Bowie opened the next decade with 1990s Sound+Vision tour, a fitting farewell to many of Bowie’s greatest hits, which exceeded the reach of his monster 1980s tours Serious Moonlight and Glass Spider. The release of Black Tie White Noise in 1993 brought the return of David Bowie as a solo artist, and in 1995, Bowie and Eno were reunited on the concept album Outside. In 1996, Julian Schnabel’s biopic Basquiat, co-starring Gary Oldman, Christopher Walken and Dennis Hopper, saw Bowie playing the character immortalized in his 1972 song ‘Andy Warhol’.

Bowie continued to innovate through the 1990s and into the new century with bold new works like 1997’s Earthling, which featured the first song to be offered for download via the internet (‘Telling Lies’), and 1999’s Hours…, while his back catalogue continued to win him new generations of fans. In the year 2000 he played a legendary headline slot at Glastonbury Festival, having performed there the first time it was held in 1971. Following the releases of Heathen (2002) and Reality (2003), many thought Bowie had stopped recording but he resurfaced in 2013 with The Next Day, an assured return to music that closed a stretch in which he was anything but quiet. During that decade, an exhibition curated by the V&A called ‘David Bowie is…’ opened in London and he appeared in Christopher Nolan’s The Prestige and the TV series Extras, created by Ricky Gervais and Stephen Merchant.

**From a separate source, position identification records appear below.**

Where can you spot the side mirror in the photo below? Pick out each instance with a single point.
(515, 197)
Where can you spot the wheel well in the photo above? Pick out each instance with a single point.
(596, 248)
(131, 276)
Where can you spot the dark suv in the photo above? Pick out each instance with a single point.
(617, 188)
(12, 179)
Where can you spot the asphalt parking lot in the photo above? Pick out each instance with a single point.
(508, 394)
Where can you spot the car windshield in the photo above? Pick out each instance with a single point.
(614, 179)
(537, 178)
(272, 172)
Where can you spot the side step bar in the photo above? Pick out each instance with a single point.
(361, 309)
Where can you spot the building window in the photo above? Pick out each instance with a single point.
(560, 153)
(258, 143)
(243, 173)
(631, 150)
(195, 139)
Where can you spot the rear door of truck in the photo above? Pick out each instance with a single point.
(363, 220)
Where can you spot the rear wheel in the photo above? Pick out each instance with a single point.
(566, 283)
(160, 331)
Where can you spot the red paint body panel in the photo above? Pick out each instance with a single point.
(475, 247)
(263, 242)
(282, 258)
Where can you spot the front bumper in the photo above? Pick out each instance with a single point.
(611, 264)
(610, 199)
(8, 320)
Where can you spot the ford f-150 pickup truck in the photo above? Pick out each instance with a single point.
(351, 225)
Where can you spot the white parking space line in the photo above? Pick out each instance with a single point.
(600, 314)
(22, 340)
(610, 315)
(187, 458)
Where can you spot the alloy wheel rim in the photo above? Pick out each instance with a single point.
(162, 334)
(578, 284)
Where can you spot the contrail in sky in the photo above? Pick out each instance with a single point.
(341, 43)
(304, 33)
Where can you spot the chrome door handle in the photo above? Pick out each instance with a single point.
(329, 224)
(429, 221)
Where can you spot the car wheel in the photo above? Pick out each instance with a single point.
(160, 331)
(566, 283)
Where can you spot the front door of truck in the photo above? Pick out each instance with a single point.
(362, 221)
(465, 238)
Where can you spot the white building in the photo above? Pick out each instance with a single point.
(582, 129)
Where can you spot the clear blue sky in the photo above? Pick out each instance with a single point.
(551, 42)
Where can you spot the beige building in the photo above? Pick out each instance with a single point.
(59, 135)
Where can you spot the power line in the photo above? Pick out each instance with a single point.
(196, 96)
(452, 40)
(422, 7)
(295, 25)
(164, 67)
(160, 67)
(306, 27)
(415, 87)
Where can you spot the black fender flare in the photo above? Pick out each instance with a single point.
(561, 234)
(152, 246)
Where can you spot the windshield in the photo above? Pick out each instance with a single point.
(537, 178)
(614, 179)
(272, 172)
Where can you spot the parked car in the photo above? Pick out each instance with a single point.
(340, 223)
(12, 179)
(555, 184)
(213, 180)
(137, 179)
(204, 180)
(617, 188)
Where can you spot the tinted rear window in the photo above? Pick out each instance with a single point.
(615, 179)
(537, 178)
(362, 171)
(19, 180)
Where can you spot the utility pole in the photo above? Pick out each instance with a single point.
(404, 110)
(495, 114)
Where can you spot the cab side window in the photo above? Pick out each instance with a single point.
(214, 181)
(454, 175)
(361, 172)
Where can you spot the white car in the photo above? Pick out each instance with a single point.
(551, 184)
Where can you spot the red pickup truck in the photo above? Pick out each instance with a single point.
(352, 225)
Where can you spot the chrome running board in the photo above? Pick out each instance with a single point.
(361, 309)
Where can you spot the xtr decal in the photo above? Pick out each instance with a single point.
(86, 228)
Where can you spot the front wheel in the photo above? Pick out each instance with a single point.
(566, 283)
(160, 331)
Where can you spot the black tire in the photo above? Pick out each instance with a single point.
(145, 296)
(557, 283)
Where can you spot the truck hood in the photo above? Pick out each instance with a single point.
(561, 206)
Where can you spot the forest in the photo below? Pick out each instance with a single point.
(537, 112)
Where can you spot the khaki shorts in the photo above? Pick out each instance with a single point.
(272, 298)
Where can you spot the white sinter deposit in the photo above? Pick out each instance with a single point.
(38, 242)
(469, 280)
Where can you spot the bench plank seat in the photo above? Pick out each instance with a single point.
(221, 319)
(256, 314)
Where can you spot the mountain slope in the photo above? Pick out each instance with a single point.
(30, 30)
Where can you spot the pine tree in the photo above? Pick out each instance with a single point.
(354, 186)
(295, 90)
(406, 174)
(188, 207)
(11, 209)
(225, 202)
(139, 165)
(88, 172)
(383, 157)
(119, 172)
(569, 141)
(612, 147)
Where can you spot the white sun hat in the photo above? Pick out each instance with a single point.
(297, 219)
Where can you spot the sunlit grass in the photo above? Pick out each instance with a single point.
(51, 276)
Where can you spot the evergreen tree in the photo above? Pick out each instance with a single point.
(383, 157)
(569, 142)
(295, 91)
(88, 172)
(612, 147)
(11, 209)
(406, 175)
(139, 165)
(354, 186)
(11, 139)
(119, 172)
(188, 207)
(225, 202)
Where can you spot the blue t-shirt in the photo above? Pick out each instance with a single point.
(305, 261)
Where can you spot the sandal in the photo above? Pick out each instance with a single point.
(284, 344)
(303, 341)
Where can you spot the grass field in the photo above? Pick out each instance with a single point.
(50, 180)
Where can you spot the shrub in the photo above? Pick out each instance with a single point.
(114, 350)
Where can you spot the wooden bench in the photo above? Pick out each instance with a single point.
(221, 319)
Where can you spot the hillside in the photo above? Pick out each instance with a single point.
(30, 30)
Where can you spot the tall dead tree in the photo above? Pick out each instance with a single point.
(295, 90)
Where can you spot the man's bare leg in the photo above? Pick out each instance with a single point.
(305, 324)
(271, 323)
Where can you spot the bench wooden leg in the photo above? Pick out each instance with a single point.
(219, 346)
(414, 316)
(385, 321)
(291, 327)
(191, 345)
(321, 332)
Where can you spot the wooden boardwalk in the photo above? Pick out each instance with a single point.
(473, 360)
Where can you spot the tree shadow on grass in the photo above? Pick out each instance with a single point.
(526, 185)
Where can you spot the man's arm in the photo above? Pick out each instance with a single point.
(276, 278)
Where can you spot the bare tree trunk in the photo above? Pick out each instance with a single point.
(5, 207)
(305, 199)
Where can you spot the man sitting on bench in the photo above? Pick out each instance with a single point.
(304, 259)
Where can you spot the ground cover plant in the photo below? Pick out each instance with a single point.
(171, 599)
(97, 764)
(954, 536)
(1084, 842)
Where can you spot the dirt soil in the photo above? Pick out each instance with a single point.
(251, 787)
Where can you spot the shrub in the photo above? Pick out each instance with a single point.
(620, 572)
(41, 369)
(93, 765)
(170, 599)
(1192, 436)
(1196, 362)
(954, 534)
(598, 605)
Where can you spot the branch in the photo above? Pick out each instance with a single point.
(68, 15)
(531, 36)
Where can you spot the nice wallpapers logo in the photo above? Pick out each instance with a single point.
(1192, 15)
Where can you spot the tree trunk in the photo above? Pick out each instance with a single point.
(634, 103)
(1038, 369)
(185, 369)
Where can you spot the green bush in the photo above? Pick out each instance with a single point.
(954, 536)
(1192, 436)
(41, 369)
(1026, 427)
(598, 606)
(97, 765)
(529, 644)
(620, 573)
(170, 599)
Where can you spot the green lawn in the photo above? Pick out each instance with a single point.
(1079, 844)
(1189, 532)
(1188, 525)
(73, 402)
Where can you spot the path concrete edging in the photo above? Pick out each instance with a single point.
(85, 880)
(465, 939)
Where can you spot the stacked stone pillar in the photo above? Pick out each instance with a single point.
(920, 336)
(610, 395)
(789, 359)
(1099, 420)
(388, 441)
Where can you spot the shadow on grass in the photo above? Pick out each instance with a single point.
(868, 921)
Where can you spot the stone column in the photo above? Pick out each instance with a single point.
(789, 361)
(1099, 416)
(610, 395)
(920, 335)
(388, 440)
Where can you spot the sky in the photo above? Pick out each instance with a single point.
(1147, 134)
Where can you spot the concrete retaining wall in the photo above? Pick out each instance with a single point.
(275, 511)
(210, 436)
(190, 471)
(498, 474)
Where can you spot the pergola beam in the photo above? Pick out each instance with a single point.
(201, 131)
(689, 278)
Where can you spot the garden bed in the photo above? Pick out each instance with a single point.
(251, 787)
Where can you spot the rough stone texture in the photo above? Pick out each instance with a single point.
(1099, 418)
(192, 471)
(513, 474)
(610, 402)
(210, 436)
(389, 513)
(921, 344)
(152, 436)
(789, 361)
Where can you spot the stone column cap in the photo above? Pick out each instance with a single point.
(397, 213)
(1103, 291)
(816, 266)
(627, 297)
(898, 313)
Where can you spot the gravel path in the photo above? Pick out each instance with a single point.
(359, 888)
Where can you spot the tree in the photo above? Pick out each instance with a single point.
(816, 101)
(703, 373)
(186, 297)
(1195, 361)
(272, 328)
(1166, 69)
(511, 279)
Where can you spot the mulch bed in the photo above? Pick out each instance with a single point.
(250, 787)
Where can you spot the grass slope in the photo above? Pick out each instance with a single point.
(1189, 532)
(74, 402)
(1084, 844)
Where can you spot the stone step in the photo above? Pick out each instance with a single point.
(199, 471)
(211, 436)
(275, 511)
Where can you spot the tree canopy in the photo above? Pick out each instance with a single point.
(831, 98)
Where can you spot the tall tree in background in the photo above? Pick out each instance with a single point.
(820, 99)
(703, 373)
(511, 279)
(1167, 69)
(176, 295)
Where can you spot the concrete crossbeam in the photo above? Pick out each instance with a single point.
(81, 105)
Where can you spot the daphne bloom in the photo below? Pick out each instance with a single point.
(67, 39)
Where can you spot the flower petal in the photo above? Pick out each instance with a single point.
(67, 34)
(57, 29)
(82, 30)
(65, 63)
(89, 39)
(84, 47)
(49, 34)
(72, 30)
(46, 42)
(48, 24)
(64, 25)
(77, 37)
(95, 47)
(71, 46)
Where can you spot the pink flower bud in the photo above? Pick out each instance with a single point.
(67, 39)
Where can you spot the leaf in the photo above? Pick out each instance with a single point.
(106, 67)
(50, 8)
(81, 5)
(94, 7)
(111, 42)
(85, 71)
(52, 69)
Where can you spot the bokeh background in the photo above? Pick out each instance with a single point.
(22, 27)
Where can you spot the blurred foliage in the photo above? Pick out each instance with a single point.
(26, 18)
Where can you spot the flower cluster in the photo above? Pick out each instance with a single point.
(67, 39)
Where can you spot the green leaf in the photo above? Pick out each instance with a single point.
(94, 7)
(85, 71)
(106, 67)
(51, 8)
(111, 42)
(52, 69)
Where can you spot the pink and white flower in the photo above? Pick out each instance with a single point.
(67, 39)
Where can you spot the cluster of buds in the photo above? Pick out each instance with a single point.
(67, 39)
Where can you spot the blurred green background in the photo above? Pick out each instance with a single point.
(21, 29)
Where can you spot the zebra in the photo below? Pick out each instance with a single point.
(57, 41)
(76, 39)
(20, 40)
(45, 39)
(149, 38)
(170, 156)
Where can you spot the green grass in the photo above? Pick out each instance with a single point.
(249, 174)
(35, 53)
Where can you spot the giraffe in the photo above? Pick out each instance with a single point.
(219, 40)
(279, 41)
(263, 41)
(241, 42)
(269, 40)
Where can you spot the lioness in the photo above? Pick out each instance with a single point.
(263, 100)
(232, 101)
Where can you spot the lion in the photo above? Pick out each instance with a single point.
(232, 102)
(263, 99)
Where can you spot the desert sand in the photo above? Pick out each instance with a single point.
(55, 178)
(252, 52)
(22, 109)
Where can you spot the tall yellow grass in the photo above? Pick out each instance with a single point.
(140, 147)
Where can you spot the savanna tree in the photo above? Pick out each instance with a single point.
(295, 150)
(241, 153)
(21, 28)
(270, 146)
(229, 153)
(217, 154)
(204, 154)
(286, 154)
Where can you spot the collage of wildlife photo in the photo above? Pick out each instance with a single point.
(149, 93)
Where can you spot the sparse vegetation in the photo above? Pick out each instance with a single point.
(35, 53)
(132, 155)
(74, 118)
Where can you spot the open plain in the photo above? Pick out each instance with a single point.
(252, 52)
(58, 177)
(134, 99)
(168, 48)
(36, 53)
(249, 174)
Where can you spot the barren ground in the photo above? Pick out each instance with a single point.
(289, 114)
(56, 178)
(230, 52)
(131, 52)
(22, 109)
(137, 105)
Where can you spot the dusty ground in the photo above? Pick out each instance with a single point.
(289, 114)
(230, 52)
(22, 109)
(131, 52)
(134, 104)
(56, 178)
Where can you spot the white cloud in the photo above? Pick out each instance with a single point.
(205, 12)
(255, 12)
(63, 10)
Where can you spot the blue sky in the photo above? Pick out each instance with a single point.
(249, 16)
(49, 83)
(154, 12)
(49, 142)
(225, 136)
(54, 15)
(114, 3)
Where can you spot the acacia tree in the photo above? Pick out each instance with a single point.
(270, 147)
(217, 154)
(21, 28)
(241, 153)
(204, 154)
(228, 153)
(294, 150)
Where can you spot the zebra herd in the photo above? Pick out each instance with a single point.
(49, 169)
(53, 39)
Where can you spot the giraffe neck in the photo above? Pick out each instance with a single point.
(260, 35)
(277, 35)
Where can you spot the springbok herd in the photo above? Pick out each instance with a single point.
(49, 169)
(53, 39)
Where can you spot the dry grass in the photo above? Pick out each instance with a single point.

Bowie’s off-Broadway theatre production Lazarus, a collaboration with playwright Enda Walsh and directed by Ivo Van Hove, opened on 7 December 2015 to rave reviews, and closed on 20 January 2016 – a day that was proclaimed ‘David Bowie Day’ by the New York City Mayor’s office. Following this, Lazarus opened in London at the King’s Cross Theatre and ran until 22 January 2017.

The release of ★ (pronounced ‘Blackstar’), David Bowie’s 28th album, was announced for his 69th birthday on 8 January 2016. Co-produced by Bowie and his long-time collaborator Tony Visconti, featuring backing from local NYC jazz saxophonist Donny McCaslin and his quartet, it was a popular and critical success. It reached number one in 20 countries, including Bowie’s first US album chart number one, and led to many of the best reviews of Bowie’s career. On 10 January 2016, David Bowie died peacefully surrounded by his family after a courageous 18-month battle with cancer.

The body of work Bowie created over half a century has inspired millions, including generations of musicians, some of whom are only just discovering his work. As the latest artist to be celebrated with a UK coin, his place amongst British music legends is assured for years to come.